According to Das of Citrix, “Security is a key concern in cloud computing as businesses require security that results in privacy, trust, and compliance with both internal governance and external regulations. The resultant level of security also needs to be appropriate to the business to be effective. By breaking ties to physical data centers, cloud computing offers both security benefits and challenges.”
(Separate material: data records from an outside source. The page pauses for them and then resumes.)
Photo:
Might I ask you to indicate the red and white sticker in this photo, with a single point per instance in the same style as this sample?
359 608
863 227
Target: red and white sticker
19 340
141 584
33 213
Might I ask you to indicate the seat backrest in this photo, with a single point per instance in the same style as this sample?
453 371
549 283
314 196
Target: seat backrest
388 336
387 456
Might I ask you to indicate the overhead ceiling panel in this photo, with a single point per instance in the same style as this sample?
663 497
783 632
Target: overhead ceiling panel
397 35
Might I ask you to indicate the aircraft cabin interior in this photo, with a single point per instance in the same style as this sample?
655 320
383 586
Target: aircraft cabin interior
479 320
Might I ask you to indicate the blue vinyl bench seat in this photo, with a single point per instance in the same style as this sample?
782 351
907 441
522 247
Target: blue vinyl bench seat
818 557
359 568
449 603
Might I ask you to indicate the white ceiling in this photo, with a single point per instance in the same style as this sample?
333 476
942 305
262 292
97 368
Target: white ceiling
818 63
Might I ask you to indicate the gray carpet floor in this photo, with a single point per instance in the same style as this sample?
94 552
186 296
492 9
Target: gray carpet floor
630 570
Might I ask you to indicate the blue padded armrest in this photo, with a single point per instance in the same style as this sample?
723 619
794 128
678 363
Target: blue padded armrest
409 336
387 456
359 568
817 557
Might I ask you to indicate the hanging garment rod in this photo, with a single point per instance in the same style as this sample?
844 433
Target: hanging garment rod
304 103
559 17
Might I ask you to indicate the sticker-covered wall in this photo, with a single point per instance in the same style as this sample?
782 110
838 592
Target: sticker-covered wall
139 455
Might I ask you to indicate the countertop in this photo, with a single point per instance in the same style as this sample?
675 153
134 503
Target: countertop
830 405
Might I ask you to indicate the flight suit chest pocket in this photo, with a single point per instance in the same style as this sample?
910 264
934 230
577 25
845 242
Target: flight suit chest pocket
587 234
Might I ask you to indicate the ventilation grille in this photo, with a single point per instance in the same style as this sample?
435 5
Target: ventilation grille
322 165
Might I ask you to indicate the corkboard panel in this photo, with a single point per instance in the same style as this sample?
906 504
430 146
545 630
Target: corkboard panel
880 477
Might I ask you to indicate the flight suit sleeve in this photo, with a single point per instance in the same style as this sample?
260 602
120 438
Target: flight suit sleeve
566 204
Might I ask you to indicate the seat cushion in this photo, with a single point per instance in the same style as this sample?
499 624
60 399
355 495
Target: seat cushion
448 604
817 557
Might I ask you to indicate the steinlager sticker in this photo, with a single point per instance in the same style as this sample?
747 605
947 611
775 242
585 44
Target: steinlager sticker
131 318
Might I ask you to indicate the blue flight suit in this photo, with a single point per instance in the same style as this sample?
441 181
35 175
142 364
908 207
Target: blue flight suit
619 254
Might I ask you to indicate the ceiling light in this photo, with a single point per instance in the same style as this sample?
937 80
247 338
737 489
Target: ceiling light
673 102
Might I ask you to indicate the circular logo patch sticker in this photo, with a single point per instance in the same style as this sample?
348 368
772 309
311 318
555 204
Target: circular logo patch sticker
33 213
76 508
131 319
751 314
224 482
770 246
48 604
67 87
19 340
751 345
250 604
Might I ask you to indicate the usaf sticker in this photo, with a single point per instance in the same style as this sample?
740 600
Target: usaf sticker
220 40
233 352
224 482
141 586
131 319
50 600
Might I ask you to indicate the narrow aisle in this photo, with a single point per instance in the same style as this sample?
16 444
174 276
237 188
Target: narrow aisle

Sinha of IBM pointed that like any other emerging paradigm, cloud computing has challenges regarding interoperability across different clouds which would need standardization efforts. The type of flexibility that cloud computing offers and its proposed cost effectiveness makes it a perfect fit for SMBs. Larger enterprises already have a large amount of legacy infrastructure. “Until cloud computing is commoditized, they cannot shift from an all-on-premise infrastructure to an all-on-cloud infrastructure. Application portability, compatibility and licensing could be some of the issues that these organizations would have to deal with,” he added.

Conclusion
Cloud computing offers a predictable, pay-as-you-go model for businesses to access computing resources. Cloud computing is the need of the hour, since it's a cost-efficient alternative to managing the complexities of IT infrastructure and service delivery. Cloud computing has witnessed quick adoption in India by product and service companies in the banking, finance and healthcare verticals. With other verticals like IT, BPO, manufacturing, pharmaceuticals, government and education also embracing this model the future certainly looks bright.